The appeal which is vehemently contested proceeded by way of written submissions.  I have considered the rival submissions, the cases cited by Counsel, the proceedings before the lower court, the ruling and the law.  It was not disputed that the appellant had advanced a loan to the 1st respondent.  It was also not denied that the 1st respondent had defaulted and that therefore the appellant had a right to realize its security.  It is also evident that the appellant did also demonstrate that it had issued a statutory notice as required by Section 90 (1) of the Land Actbut the 1st respondent disputed that the address to which the notice was sent belonged to him.  It is my finding therefore that the trial Magistrate was correct in coming to the conclusion that that was an issue to be tried in the case and that the 1st respondent had established a prima facie case to warrant an order for stoppage of the intended sale.  However, I find that the court erred by issuing an order that perpetually prevented the appellant from exercising its statutory power of sale when in fact all that was required was for the appellant to issue a statutory power of sale and properly serve the 1st respondent.  The order I would have issued in this appeal therefore would be that the injunction would be granted subject to the appellant issuing and properly serving the 1st respondent with a notice as required by Section 90 (1) of the Land Act or upon the hearing and determination of the suit whichever came first.  It will however be noted that the injunction has since lapsed by dint of Order 40 Rule 6 of the Civil Procedure Rules which states: -

“6.   Where a suit in respect of which an interlocutory injunction has been granted is not determined within a period of twelve months from the date of the grant, the injunction shall lapse unless for any sufficient reason the court orders otherwise.”

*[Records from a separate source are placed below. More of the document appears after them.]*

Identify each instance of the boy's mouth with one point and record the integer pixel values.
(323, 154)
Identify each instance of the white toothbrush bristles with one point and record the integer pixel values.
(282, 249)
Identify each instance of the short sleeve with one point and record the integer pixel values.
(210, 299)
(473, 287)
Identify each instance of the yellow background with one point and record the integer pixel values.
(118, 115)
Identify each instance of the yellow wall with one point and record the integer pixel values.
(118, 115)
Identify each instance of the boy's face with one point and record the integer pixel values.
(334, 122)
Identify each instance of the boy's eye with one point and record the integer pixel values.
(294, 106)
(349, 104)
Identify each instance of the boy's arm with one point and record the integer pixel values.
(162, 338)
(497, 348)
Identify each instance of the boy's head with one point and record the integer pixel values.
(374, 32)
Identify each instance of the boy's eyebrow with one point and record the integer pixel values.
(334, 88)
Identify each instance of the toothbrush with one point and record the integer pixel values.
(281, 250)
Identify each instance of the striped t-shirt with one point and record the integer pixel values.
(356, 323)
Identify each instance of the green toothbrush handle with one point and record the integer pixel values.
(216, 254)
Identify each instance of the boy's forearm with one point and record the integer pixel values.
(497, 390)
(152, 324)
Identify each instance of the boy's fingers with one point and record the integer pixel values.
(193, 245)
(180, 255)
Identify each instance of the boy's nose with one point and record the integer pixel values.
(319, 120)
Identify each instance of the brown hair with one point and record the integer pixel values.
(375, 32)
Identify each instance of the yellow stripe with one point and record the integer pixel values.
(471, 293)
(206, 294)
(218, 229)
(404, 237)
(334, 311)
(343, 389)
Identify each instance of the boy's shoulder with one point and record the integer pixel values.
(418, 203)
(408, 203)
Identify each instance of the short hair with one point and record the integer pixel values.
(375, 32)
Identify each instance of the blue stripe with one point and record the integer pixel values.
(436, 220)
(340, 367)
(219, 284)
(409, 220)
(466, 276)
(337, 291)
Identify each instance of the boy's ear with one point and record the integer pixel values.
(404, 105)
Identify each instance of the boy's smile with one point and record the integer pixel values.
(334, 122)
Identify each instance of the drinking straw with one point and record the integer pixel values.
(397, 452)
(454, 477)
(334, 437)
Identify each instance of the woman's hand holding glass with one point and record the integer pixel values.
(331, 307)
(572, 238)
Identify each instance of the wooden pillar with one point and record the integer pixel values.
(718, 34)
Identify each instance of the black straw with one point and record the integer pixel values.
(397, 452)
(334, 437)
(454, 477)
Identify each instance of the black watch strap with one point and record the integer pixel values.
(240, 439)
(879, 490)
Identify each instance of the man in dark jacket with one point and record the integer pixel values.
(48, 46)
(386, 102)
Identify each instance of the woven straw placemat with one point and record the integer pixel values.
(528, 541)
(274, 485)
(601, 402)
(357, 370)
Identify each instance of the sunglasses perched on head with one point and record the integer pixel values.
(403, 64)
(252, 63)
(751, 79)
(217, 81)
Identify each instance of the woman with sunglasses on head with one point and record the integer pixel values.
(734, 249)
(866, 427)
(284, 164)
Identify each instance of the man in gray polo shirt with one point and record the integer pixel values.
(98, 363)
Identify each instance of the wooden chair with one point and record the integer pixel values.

There is nothing before me to demonstrate that the court that issued the injunction has ordered otherwise and the order having lapsed by effluxion of time and by prescription of the law there is nothing for this court to set aside.  Had the appeal been heard expeditiously the order that I would have granted would have been one to preserve the appellant’s statutory power of sale subject to issuance and proper service of the statutory notice.  The appeal would have succeeded and been allowed to that extent only.  Those would have been the orders of this court and that being the case on costs the order that best commends itself to me is that each party shall bear their own costs.

The 2nd respondent was improperly joined to this appeal and the appeal against him shall be dismissed but as he did not file a response there shall be no orders for costs.

Signed and dated at Nyamira this 16th day of December 2020.

E. N. MAINA

JUDGE

Judgement dated and delivered in Kiambu Electronically via Microsoft Teams on this 18th day of December 2020.